There are no "flux linkages" salient to this answer. This is a moving wire in a given external field. A "linkage" would imply that the current in one coil somehow affected that in another. So your initial equation does not apply, as previously explained by others N² implies two interactions with each coil (source+reciever) and the source is external.. Also the average of $sin^2$ is ½ sothe energy calculation is numerically wrong I believe.


-

I did the calculation for the case where that part can be neglected and got that L=μoR. (It involves a little calculus to get this result).

I'm a little confused by the result for L as R gets large. Is the self-inductance of a large loop arbitrarilly large (maybe my intuition fails here)

 

[Charles Link]

I'm a little confused by the result for L as R gets large. Is the self-inductance of a large loop arbitrarilly large (maybe my intuition fails here)

The area is getting larger as $R$ increases. The flux through the face of the circular loop of radius $R$, surprisingly enough is $\mu_o R I$, assuming I computed it correctly. I used Biot-Savart and started for one segment $dl$ on the ring, and did the integral for $d \Phi=A \, dB =dl \, I (\mu_o/4 \pi) 2 \int\limits_{0}^{2R } \cos{\theta} (r \theta /r^2) \, dr$ where $\theta=\arccos(r/2R)$. The integral does a sweep at radius $r$ from the segment $dl$ of width $dr$ that subtends an angle of $2 \theta$, in order to find the flux through the face. (The $\cos{\theta}$ comes from the sine term that you get in the vector cross-product). Edit: Scratch that=I think I might have miscalculated it. I need to integrate over $\theta$ as well. Let me try again...What I'm getting for a second attempt: $d \Phi=A \, dB =dl \, I (\mu_o/4 \pi) 2 \int\limits_{0}^{2R } \int\limits_{0}^{\theta_o} (\cos{\theta} /r^2)r \, dr \, d \theta$, where $\theta_o=\arccos(r/2R)$ , this time I think I set up the integral correctly=it's a double integral=the result diverges. I'll need to check it again, but this could be why the textbooks often use approximate results for this case=e.g. using the field in the center of the loop for the approximate average value, instead of trying to do a more precise calculation.

[Edit: Putting in a radius of $a$ for the wire, (making $a$ the lower limit of the $dr$ integral), I'm now getting $L \approx \mu_o R \ln(1.5 R/a)$ which is a result similar to the result that was computed in the link of post 12, my initial result is incorrect].
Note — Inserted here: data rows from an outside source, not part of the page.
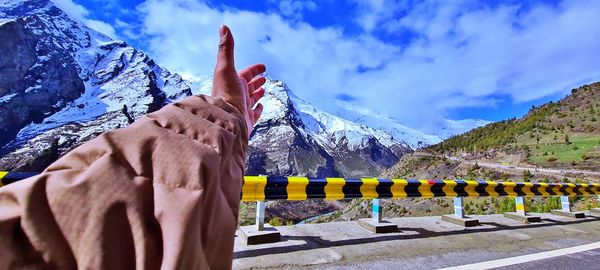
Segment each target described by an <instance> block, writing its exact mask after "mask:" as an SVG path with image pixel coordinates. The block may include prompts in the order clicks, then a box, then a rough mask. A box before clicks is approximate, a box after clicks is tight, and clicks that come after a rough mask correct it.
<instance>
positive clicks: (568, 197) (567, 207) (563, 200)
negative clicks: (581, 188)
mask: <svg viewBox="0 0 600 270" xmlns="http://www.w3.org/2000/svg"><path fill="white" fill-rule="evenodd" d="M560 205H561V210H562V211H565V212H571V202H570V201H569V196H560Z"/></svg>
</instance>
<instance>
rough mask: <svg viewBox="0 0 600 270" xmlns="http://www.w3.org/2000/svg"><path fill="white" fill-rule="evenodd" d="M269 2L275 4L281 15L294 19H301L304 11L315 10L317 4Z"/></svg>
mask: <svg viewBox="0 0 600 270" xmlns="http://www.w3.org/2000/svg"><path fill="white" fill-rule="evenodd" d="M269 2H271V3H274V4H277V7H278V8H279V12H281V14H282V15H284V16H287V17H291V18H294V19H302V13H303V12H304V11H305V10H308V11H315V10H316V9H317V4H316V3H315V2H313V1H310V0H308V1H307V0H278V1H277V0H269Z"/></svg>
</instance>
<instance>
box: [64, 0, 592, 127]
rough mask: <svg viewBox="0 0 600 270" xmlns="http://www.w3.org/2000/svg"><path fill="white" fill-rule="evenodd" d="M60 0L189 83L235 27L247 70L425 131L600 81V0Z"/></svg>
mask: <svg viewBox="0 0 600 270" xmlns="http://www.w3.org/2000/svg"><path fill="white" fill-rule="evenodd" d="M54 1H55V2H56V3H57V4H59V6H61V7H62V8H63V9H65V10H67V12H68V13H69V14H72V15H73V16H75V17H78V18H79V19H81V20H83V21H85V22H86V23H87V24H88V25H89V26H91V27H92V28H95V29H97V30H100V31H102V32H105V33H107V34H109V35H111V36H113V37H115V38H118V39H123V40H126V41H127V42H129V43H130V44H132V45H134V46H135V47H137V48H139V49H142V50H144V51H146V52H147V53H148V54H149V55H150V56H152V57H153V58H155V59H156V60H157V62H158V63H159V64H161V65H163V66H164V67H166V68H168V69H170V70H172V71H175V72H178V73H180V74H182V75H183V76H184V77H185V78H188V79H191V80H200V79H202V78H206V76H208V75H210V72H211V71H212V69H213V65H214V56H215V51H216V50H215V48H216V42H217V36H216V35H217V28H218V26H219V25H220V24H223V23H225V24H228V25H230V26H231V28H232V30H233V33H234V36H235V37H236V61H237V66H238V68H241V67H243V66H245V65H248V64H251V63H254V62H264V63H265V64H266V65H267V67H268V69H269V70H268V72H269V74H270V75H271V76H273V77H274V78H278V79H281V80H283V81H285V82H286V83H288V85H289V86H290V88H291V89H292V90H293V91H294V92H295V93H296V94H297V95H298V96H300V97H302V98H304V99H305V100H308V101H310V102H311V103H314V104H316V105H317V106H319V107H321V108H324V109H326V110H327V108H329V107H332V106H334V104H343V105H344V106H349V107H356V108H362V109H364V108H368V109H369V110H372V111H374V112H377V113H382V114H385V115H389V116H392V117H394V118H396V119H398V120H400V121H402V122H405V123H407V124H409V125H412V126H415V127H417V128H419V127H421V128H424V129H427V128H431V127H428V126H431V125H434V124H435V123H438V122H439V120H441V119H466V118H479V119H486V120H501V119H506V118H510V117H519V116H521V115H523V114H525V113H526V112H527V111H528V110H529V108H531V106H532V105H539V104H542V103H545V102H547V101H550V100H554V101H556V100H558V99H560V98H562V97H564V96H565V95H566V94H568V93H569V92H570V90H571V89H572V88H574V87H577V86H580V85H582V84H585V83H590V82H595V81H600V54H599V53H598V51H600V27H597V25H600V16H598V15H597V14H600V1H595V0H570V1H566V0H564V1H560V0H553V1H543V0H539V1H535V0H532V1H475V0H439V1H414V0H338V1H336V0H320V1H317V0H313V1H297V0H283V1H276V0H267V1H249V0H235V1H233V0H232V1H208V0H207V1H203V0H169V1H167V0H135V1H134V0H127V1H117V0H54ZM73 1H74V2H73Z"/></svg>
In any case, all this is extra work, but the OP might find it of interest.

 

[Charles Link]

I would like to make one additional comment on this: It seems for a single loop, if we make the wire arbitrarily thin, the integral diverges when we calculate the magnetic flux through the loop. We don't encounter that same problem when we consider the magnetic flux through a solenoid, where in this case, we can also make the wire arbitrarily thin, but we spread out the wire in the z-direction when we consider $n$ turns per unit length, so that the mathematics works for the solenoid, unlike for the single loop.

We can compute the $B$ field for a long solenoid and get a uniform $B=\mu_o n I$ in the z direction, with $n=N/l$, so that the flux links are $\Phi=\mu_o N^2 A I/l$.